Prior to the September 11th attacks and the subsequent war in Afghanistan, CSIS carried out few operations abroad. Its enabling legislation limited its international mandate to gathering intelligence about specific threats to Canada, rather than emerging or potential threats. Since 2001, however, the agency’s foreign operations have been significantly expanded. CSIS officers have been especially active in Afghanistan, where they allegedly participated in the interrogation of potential insurgents detained by Canadian troops before they were handed over to Afghan authorities. They have also interrogated Canadians suspected of ties to terrorist organizations throughout the region, including Abousfian Abdelrazik, who was detained and questioned at Canada’s embassy in Sudan.
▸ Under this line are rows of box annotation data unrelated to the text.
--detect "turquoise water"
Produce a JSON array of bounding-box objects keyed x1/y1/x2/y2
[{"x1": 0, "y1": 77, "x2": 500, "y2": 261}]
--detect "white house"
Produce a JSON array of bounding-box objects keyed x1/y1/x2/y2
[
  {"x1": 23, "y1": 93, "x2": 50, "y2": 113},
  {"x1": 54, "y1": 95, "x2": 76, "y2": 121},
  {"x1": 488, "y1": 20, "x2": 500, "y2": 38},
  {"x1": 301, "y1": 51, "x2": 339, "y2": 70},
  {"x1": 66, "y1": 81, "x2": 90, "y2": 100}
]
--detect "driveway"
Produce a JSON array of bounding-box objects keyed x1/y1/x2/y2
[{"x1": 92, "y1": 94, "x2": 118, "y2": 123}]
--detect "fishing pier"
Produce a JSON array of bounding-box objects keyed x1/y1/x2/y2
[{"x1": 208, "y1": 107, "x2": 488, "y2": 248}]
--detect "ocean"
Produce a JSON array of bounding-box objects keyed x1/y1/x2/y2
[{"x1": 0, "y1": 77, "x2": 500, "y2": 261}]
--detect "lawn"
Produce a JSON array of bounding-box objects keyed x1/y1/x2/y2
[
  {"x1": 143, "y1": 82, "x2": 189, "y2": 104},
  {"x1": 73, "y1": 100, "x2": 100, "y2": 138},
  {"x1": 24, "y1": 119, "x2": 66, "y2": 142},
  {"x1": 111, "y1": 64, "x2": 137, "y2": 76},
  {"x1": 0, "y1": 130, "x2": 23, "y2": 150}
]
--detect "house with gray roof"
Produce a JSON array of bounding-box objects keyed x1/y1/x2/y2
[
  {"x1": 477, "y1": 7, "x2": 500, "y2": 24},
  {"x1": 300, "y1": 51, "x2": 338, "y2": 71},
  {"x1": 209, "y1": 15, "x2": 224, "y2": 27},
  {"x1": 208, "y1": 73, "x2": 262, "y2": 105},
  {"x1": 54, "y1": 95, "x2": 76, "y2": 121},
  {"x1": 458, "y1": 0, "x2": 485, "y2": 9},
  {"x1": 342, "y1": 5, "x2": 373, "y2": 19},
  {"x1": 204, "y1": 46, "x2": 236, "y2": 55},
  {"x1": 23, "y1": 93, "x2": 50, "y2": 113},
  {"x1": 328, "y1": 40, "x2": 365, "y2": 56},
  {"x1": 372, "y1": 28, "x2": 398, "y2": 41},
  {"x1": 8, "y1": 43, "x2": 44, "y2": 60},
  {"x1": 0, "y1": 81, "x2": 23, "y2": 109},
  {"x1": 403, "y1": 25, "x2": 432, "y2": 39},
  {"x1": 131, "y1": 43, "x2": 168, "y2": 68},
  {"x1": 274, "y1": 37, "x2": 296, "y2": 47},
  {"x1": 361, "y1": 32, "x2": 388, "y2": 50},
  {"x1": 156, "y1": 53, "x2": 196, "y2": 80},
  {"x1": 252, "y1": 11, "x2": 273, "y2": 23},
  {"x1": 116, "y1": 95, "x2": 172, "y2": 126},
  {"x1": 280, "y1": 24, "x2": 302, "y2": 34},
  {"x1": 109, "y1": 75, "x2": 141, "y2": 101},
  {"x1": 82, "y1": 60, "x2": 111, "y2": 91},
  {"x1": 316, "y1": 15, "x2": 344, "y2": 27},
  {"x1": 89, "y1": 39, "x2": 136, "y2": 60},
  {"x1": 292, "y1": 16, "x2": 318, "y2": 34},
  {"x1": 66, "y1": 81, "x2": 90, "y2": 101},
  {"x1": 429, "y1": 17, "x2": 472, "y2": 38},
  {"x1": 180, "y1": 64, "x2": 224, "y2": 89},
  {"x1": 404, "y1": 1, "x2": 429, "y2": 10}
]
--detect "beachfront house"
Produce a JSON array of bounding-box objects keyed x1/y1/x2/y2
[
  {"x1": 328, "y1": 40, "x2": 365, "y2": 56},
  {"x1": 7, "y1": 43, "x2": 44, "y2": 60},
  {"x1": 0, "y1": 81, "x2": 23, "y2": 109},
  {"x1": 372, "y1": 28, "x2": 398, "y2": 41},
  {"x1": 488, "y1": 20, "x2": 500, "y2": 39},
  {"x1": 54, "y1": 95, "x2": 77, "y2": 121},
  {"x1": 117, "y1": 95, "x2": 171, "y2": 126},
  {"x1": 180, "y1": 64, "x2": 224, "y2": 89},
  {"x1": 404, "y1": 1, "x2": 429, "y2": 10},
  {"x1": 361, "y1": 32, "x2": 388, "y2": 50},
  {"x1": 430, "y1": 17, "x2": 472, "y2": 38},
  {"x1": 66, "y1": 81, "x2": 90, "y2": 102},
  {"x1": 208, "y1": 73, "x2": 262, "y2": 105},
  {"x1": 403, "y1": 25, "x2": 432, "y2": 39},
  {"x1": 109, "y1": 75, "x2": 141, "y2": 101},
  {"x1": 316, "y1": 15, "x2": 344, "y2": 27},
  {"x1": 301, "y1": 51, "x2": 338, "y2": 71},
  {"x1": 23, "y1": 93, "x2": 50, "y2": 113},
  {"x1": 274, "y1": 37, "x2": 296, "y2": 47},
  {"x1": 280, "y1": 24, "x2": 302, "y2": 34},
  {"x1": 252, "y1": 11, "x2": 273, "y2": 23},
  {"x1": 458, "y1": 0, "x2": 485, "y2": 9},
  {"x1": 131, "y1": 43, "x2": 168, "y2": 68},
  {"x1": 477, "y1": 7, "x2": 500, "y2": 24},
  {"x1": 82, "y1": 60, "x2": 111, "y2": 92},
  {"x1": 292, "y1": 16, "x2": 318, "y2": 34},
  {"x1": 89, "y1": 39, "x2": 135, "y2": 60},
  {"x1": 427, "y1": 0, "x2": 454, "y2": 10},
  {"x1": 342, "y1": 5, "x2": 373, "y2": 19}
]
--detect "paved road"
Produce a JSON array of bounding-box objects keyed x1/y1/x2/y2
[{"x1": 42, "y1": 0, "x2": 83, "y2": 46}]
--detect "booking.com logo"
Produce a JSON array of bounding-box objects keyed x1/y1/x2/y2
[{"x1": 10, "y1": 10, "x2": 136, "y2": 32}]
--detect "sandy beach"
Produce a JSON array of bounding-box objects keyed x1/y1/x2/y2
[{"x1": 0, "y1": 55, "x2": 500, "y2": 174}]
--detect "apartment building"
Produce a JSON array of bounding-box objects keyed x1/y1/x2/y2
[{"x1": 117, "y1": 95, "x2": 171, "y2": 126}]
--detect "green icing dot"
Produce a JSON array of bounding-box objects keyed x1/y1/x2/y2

The expansion of CSIS’ international activities has taken place largely without public debate. This is despite the fact that the question of whether Canada should have a foreign intelligence agency has been periodically discussed since the end of the Second World War, when Canadian officials chose not to follow the American and British model of having a civilian foreign intelligence agency. The incoming Harper government had suggested in 2006 that it would create such an agency, but quickly abandoned the idea when intelligence officials suggested that doing so would be costly and difficult. As a result, the issue has remained largely under the radar of opposition politicians, except in connection to specific cases like Abeldrazik’s.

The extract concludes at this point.